CAPÍTULO V -O AMOR QUE SE TORNA FECUNDO – AMOR LAETITIA- DO PAPA FRANCISCO

papaO amor sempre dá vida. Por isso, o amor conjugal «não se esgota no interior do próprio casal (…). “Os cônjuges, doam para além de si mesmos a realidade do filho, reflexo vivo do seu amor…
1-Acolher uma nova vida. A família é o âmbito não só da geração, mas também do acolhimento da vida que chega como um presente de Deus. Cada nova vida permite-nos descobrir a dimensão mais gratuita do amor, que nunca cessa de nos surpreender.  Isto mostra-nos o primado do amor de Deus que sempre toma a iniciativa, porque os filhos «são amados antes de ter feito algo para o merecer».

Mas, «desde o início, numerosas crianças são rejeitadas, abandonadas e subtraídas à sua infância e ao seu futuro. Alguns ousam dizer, como que para se justificar, que foi um erro tê-las feito vir ao mundo.
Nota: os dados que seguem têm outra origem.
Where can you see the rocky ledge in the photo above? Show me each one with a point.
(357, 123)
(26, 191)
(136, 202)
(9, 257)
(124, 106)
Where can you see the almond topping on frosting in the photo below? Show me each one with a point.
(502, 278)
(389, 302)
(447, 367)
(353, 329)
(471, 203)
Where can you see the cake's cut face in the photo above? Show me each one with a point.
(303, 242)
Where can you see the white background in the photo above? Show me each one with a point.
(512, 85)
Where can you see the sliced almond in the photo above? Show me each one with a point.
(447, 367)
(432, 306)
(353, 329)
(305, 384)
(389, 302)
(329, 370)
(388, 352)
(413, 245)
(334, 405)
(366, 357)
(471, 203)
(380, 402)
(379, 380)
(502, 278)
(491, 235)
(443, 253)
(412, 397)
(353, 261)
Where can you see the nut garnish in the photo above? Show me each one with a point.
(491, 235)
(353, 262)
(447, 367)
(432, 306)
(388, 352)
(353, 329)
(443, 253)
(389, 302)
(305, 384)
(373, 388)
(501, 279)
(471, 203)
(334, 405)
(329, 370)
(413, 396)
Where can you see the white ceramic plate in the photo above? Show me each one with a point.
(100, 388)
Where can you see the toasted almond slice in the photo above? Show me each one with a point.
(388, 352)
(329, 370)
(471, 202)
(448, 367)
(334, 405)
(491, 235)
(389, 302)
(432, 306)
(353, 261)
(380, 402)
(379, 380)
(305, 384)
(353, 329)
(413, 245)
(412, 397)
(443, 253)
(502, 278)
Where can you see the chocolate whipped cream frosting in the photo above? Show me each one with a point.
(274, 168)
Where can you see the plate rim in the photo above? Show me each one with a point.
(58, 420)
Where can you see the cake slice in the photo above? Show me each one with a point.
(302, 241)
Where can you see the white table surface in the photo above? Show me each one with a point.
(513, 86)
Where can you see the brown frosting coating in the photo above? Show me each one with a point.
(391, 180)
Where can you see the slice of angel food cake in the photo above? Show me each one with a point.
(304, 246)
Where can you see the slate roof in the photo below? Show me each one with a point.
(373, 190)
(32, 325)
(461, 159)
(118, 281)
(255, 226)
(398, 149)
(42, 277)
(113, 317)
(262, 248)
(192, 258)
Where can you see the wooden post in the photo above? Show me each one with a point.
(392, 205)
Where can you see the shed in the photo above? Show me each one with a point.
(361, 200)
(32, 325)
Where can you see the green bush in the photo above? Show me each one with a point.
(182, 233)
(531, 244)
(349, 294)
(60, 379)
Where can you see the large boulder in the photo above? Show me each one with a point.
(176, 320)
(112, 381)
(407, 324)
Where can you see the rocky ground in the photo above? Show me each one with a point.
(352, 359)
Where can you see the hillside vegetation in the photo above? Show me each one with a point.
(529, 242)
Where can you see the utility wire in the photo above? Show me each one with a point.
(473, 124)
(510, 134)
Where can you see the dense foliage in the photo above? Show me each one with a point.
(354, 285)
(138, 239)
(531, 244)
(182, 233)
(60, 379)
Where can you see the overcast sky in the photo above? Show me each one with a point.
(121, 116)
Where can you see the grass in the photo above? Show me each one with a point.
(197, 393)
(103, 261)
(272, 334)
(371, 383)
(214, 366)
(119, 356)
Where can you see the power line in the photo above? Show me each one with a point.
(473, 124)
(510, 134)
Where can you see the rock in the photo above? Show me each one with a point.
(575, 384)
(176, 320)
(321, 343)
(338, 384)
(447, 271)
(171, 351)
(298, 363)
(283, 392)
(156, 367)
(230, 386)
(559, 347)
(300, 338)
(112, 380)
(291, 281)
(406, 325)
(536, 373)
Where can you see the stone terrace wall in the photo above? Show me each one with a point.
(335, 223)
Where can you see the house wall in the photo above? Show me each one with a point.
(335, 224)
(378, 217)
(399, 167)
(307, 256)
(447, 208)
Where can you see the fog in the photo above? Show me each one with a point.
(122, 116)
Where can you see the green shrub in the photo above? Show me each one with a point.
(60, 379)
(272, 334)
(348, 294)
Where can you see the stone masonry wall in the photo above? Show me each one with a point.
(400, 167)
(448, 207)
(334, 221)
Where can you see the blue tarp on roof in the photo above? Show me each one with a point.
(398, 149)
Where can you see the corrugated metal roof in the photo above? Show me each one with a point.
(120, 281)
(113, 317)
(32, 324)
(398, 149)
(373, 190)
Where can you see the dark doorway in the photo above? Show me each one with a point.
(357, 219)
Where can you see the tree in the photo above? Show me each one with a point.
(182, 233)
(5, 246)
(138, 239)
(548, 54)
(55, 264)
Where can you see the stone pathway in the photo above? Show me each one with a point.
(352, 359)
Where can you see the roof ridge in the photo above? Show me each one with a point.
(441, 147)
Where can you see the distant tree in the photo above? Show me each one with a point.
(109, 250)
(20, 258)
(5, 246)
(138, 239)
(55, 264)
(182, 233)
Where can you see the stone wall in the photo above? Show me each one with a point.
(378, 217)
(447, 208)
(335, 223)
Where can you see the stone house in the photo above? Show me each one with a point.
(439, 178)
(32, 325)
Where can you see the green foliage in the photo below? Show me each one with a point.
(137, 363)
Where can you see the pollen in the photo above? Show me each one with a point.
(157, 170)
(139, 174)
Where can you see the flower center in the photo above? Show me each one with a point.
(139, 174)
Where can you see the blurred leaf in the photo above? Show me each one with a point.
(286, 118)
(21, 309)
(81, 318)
Isto é vergonhoso! (…) Que aproveitam as solenes declarações dos direitos do homem e dos direitos da criança, se depois punimos as crianças pelos erros dos adultos?» As famílias numerosas são uma alegria para a Igreja. Nelas, o amor manifesta a sua fecundidade generosa. Isto não implica esquecer uma sã advertência de São João Paulo II, quando explicava que a paternidade responsável não é «procriação ilimitada ou falta de consciência acerca daquilo que é necessário para o crescimento dos filhos, mas é, antes, a faculdade que os cônjuges têm de usar a sua liberdade inviolável de modo sábio e responsável, tendo em consideração tanto as realidades sociais e demográficas, como a sua própria situação e os seus legítimos desejos».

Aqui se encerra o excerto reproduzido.